I could start at any point in my short miserable life to prove it, but things really started going bad last May, when our sixth-grade class took a field trip to Manhattan — twenty-eight mental-case kids and two teachers on a yellow school bus, heading to the Metropolitan Museum of Art to look at ancient Greek and Roman stuff.

I know-it sounds like torture. Most Yancy field trips were.

But Mr. Brunner, our Latin teacher, was leading this trip, so I had hopes.

Mr. Brunner was this middle-aged guy in a motorized wheelchair. He had thinning hair and a scruffy beard and a frayed tweed jacket, which always smelled like coffee. You wouldn’t think he’d be cool, but he told stories and jokes and let us play games in class. He also had this awesome collection of Roman armor and weapons, so he was the only teacher whose class didn’t put me to sleep.

I hoped the trip would be okay. At least, I hoped that for once I wouldn’t get in trouble.

Boy, was I wrong.

See, bad things happen to me on field trips. Like at my fifth-grade school, when we went to the Saratoga battlefield, I had this accident with a Revolutionary War cannon. I wasn’t aiming for the school bus, but of course I got expelled anyway. And before that, at my fourth-grade school, when we took a behind-the-scenes tour of the Marine World shark pool, I sort of hit the wrong lever on the catwalk and our class took an unplanned swim. And the time before that… Well, you get the idea.

This trip, I was determined to be good.

All the way into the city, I put up with Nancy Bobofit, the freckly, redheaded kleptomaniac girl, hitting my best friend Grover in the back of the head with chunks of peanut butter-and-ketchup sandwich.

Grover was an easy target. He was scrawny. He cried when he got frustrated. He must’ve been held back several grades, because he was the only sixth grader with acne and the start of a wispy beard on his chin. On top of all that, he was crippled. He had a note excusing him from PE for the rest of his life because he had some kind of muscular disease in his legs. He walked funny, like every step hurt him, but don’t let that fool you. You should’ve seen him run when it was enchilada day in the cafeteria.

Vocabulary:

Troubled: Having a lot of problems.

Example sentence: You look troubled.

Torture: To cause someone to have lots of pain.

Example sentence: The lecture today was so long, it was torture!

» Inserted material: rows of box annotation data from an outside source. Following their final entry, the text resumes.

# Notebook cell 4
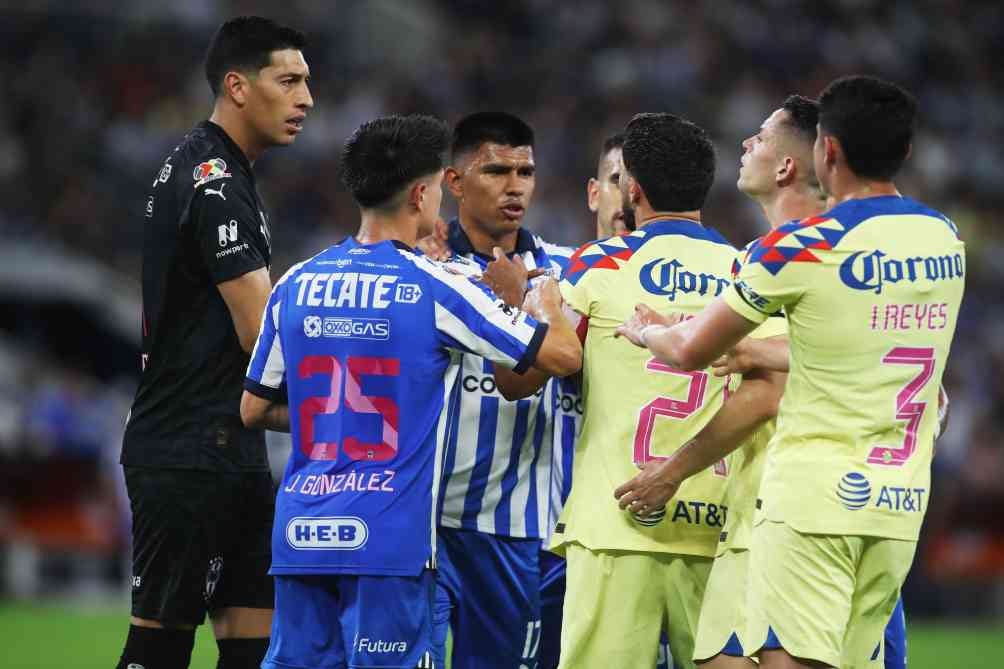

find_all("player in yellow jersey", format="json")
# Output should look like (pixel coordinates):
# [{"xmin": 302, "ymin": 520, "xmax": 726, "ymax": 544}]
[
  {"xmin": 618, "ymin": 76, "xmax": 966, "ymax": 669},
  {"xmin": 614, "ymin": 95, "xmax": 825, "ymax": 669},
  {"xmin": 551, "ymin": 114, "xmax": 735, "ymax": 669}
]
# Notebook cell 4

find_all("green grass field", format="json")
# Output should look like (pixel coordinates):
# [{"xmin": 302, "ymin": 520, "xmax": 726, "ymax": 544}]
[{"xmin": 0, "ymin": 603, "xmax": 1004, "ymax": 669}]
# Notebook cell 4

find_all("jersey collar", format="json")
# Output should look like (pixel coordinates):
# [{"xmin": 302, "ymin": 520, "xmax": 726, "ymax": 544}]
[{"xmin": 447, "ymin": 218, "xmax": 537, "ymax": 260}]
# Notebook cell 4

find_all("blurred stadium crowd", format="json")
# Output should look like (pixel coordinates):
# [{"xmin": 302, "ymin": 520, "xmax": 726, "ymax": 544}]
[{"xmin": 0, "ymin": 0, "xmax": 1004, "ymax": 616}]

Scruffy: Dirty and untidy. 

Example sentence: I don’t like to look scruffy.

Fray: When the threads of a piece of cloth break and become loose. 

Example sentence: His shirt was fraying around the collar. 

Aim: To try and hit an object by throwing or shooting something at it.

Example sentence: She aimed for the basket, and then threw the ball.

Chunk: A large piece of something.

Example sentence: There were chunks of cheese in the cake.

Scrawny: Too thin.

Example sentence: He has a scrawny neck.

Frustrated: Annoyed or angry because things are not happening the way that you want them to.

Example sentence: I’m very frustrated with my lack of progress.

Excuse: To say that someone does not have to do something that they usually have to do.

Example sentence: Could I be excused from football training today?